Così disse, e tacque. All'altro, che non la pensava allo stesso modo, parve di ribadire così:

"Tu dunque hai parlato bene, e mi pare corretto ascoltarti. Tuttavia, ti racconterò ciò: mi trovavo a Londinium, nel tempo in cui essa era ancora nota per la barbarità delle genti. Da giorni ciò che si trattiene non vedeva la luce, e questo era per me fonte di una malinconica sofferenza. Tuttavia, giunto alla fastosa domus del console, d'un tratto vidi un pitale aureo – mirabile opera d'artigiano – interamente affrescato con scene della vita d'Eraclito, che tutte scorrevano, invitando alfine anche il mio corpo a scorrere.
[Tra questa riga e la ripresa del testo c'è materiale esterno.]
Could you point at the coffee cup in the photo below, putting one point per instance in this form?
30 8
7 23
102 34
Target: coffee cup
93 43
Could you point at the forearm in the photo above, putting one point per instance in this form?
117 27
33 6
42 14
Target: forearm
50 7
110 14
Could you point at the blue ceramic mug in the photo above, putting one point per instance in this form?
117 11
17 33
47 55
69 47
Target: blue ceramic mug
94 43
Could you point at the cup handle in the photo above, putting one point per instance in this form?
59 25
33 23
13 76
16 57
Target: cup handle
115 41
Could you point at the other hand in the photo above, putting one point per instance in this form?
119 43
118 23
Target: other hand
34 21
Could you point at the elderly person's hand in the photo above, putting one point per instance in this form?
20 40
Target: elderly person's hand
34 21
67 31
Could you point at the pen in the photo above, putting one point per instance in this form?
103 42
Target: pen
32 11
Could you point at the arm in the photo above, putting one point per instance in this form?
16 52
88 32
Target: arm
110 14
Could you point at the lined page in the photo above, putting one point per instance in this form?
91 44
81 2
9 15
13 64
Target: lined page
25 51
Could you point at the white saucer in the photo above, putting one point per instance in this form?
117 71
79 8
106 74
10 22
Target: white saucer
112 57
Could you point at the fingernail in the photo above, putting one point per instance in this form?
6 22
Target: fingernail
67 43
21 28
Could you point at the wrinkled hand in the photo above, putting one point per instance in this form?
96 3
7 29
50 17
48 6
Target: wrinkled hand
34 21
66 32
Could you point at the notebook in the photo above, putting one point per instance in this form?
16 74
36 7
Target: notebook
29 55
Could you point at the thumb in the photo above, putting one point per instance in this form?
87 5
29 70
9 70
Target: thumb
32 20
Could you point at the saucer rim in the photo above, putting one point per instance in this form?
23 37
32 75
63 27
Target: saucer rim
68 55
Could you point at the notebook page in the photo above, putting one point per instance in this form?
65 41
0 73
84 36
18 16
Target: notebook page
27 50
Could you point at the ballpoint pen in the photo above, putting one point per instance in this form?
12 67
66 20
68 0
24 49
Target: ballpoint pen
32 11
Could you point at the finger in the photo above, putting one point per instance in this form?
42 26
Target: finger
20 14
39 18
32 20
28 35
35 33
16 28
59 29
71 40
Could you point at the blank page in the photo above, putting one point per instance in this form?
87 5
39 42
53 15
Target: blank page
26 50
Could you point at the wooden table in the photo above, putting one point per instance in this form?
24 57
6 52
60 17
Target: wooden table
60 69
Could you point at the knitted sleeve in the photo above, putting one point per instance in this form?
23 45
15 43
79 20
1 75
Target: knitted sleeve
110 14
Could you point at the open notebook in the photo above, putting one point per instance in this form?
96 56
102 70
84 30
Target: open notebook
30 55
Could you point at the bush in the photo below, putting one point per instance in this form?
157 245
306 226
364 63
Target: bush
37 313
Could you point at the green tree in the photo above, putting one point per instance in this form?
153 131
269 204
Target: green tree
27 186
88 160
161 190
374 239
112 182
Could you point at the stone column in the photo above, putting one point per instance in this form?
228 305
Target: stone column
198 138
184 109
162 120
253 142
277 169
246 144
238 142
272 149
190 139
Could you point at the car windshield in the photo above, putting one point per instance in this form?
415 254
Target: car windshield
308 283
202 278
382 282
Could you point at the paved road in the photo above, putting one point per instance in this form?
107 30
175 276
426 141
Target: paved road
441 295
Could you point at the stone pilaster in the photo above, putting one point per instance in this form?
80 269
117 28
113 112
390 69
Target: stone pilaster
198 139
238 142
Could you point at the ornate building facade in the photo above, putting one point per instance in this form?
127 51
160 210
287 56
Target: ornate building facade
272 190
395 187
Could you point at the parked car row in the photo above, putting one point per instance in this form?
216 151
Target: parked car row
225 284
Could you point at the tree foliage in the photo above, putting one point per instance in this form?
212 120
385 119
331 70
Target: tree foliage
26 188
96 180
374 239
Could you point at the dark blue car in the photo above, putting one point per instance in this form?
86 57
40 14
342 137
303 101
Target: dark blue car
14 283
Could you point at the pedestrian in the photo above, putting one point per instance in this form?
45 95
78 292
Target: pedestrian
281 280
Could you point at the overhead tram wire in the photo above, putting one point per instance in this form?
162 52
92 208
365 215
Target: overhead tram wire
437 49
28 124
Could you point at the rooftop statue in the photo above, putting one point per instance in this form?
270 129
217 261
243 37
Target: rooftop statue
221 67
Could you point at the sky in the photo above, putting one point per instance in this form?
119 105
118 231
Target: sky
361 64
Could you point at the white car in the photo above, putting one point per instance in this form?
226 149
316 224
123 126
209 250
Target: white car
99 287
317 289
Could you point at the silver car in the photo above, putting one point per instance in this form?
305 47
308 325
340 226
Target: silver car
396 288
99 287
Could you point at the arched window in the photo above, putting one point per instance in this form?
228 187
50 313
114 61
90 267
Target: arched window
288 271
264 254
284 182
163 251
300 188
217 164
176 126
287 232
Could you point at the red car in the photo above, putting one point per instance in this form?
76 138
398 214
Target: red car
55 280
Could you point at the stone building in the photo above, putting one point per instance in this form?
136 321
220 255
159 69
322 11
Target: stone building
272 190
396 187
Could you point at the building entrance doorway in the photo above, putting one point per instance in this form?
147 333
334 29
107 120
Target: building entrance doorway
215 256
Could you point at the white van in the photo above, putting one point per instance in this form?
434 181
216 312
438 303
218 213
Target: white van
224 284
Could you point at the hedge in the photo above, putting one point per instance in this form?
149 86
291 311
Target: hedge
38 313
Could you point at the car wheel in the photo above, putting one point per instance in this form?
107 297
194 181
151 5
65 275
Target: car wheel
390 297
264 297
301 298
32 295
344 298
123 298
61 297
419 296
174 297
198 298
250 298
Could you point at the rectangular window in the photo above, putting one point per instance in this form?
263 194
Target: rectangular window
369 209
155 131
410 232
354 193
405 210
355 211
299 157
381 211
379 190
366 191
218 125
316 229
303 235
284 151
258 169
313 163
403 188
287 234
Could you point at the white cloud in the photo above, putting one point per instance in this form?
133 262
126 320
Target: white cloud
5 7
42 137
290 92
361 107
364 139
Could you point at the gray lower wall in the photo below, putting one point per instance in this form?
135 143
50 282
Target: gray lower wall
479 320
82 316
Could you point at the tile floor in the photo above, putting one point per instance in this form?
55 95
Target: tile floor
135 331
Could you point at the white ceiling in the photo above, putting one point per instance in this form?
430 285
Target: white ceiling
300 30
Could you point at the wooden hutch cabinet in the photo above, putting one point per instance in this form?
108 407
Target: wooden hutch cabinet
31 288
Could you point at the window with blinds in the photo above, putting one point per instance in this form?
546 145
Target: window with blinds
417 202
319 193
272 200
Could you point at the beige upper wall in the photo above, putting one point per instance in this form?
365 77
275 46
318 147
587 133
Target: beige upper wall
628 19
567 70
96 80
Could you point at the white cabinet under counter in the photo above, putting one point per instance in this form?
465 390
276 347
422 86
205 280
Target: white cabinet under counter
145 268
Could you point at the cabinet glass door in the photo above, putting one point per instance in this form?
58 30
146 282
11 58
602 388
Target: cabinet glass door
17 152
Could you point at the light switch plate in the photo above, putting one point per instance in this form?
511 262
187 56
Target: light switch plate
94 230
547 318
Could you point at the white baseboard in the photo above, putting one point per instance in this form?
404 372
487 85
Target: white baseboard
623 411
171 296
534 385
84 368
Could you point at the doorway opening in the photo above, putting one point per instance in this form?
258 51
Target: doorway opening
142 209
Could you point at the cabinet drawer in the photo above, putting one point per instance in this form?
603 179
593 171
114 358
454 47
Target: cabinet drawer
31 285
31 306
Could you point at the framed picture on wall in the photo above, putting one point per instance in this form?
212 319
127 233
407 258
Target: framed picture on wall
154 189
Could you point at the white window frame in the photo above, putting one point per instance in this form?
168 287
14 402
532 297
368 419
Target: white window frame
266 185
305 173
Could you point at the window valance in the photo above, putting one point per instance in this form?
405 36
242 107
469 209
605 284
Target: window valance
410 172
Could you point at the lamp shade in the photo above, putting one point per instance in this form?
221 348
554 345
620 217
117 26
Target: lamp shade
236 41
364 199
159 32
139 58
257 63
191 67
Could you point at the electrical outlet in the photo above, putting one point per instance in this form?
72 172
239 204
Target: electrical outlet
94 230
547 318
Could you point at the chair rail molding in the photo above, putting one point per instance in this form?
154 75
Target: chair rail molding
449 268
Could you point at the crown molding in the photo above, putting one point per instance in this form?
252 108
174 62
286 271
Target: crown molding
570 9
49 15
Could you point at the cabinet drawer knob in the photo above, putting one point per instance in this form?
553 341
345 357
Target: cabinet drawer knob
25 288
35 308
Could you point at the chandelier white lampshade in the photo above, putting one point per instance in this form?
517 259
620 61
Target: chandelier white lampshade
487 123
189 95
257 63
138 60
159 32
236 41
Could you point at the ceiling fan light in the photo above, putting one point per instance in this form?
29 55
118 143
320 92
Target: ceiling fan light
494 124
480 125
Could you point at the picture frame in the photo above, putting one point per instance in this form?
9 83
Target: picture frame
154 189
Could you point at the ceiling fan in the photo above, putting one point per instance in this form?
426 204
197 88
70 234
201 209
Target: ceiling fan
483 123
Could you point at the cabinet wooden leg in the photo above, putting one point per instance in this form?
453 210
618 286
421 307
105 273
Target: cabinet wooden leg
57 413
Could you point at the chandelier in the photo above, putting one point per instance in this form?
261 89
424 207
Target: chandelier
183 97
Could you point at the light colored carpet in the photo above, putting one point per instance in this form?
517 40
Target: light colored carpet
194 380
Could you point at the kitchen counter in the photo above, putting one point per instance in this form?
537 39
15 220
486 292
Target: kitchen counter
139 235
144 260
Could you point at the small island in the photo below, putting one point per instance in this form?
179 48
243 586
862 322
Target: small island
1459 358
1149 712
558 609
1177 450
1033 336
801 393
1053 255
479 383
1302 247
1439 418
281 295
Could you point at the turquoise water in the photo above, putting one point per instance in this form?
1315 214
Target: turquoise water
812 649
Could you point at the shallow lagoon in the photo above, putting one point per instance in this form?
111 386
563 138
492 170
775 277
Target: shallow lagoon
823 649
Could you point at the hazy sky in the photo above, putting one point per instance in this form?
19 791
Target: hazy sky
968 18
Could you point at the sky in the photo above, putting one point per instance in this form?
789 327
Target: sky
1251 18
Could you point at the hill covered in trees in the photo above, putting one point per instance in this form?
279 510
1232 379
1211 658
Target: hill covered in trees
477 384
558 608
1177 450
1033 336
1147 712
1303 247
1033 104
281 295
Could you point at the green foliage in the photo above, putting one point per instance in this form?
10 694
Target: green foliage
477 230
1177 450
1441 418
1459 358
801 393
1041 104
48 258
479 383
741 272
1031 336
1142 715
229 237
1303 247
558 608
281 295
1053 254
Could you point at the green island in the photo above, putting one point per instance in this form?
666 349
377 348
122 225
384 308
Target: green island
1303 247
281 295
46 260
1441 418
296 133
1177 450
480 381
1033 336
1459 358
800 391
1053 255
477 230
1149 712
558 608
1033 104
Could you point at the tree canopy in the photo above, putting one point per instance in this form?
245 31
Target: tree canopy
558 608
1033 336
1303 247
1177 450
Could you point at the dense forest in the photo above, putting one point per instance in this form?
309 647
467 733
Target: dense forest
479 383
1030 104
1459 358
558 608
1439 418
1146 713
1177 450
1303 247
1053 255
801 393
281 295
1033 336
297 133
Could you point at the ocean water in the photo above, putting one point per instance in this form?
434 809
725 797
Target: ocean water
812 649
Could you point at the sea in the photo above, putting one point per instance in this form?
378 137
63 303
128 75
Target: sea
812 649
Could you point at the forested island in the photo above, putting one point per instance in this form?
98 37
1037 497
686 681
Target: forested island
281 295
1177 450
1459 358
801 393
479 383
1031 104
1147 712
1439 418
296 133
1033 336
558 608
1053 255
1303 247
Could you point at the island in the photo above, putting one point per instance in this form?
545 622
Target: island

Non distante, sedeva una mirabile latrina. Grandemente anelando a uno sfogo per lo sfintere, mi slanciai come coll'armi in pugno si slancia un legionario contro i fieri Parti. Pertanto la cacca, a mio parere, dà all'uomo quelle soddisfazioni che raramente ottiene".

Così dunque parlava Frodronio. E anche dopo questi esempi non arrivavano a nulla, e la natura dello sterco non venne chiarita. Così, l'uno stanco per il viaggio, l'altro per mangiare, si ritirarono nella villa, rimandando la disputa al giorno dopo».

 Così, l'uno stanco per il viaggio, l'altro per mangiare, si ritirarono nella villa, rimandando la disputa al giorno dopo»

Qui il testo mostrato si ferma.